TEMPO.CO, Yogyakarta - Ketua Umum Pengurus Besar Persatuan Guru Republik Indonesia (PGRI) Unifah Rosyidi berharap beban tanggung jawab kasus susur sungai di Sleman, Yogyakarta, tak hanya dilimpahkan kepada para guru SMPN 1 Turi Sleman yang kini ditahan dan dijadikan tersangka oleh kepolisian.

Menurut Unifah, para guru yang notabene juga mengampu mata pelajaran sekolah terpaksa harus merangkap menjadi pembina Pramuka. Ini karena kegiatan kepramukaan bersifat wajib sebagai ekstrakurikuler sekolah.

"Padahal dalam kepramukaan mengatur tentang berbagai kegiatan yang sifatnya outdoor. Sementara sumber daya manusia guru di sekolah sendiri sangat terbatas," ujar Unifah usai menyambangi tersangka susur sungai di Polres Sleman, Yogyakarta, Kamis, 27 Februari 2020.

Karena itu, Unifah pun meminta Kwartir Nasional Pramuka juga pasang badan atas tragedi itu. Kwarnas Pramuka diharap tidak membiarkan guru yang ditunjuk jadi pembina Pramuka menanggung beban sendiri.

"Jangan sampai kemudian guru-guru nanti jadinya takut dan tak mau lagi jadi pembina Pramuka," kata Unifah.

Pramuka, menurut Unifah, juga mesti meninjau ulang program kegiatan luar ruangnya agar peristiwa yang menewaskan 10 siswa itu tak terulang. "Sebab kegiatan susur sungai ini pun kegiatan rutin outdoor. Hanya saja kemarin mungkin para guru yang mendampingi lengah karena rutinnya kegiatan ini," ujar Unifah.
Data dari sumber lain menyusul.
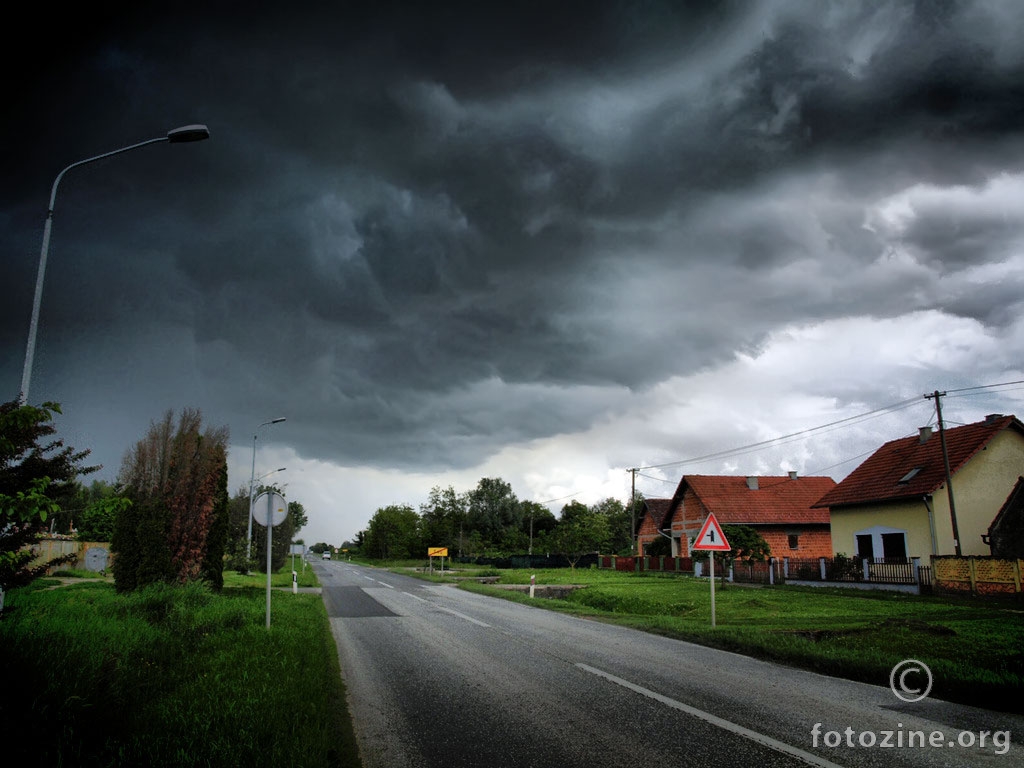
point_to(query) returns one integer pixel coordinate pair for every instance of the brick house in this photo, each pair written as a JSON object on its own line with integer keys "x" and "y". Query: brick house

Dalam insiden ini, polisi menetapkan tiga guru yang juga pembina Pramuka SMPN 1 Turi Sleman sebagai tersangka. Mereka adalah Riyanto, 58 tahun; Danang Dewo Subroto, (58 tahun); dan Isfan Yoppy Andrian, (36 tahun).

PGRI sempat mengusulkan penangguhan penahanan bagi mereka. Namun, ketiga tersangka menolak upaya penangguhan penahanan itu dan memilih tetap bertahan di tahanan Mapolres Sleman. "Para guru ini bersepakat tidak mau ada penangguhan penahanan sebagai bentuk pertanggungjawaban dan empati pada korban," ujarnya.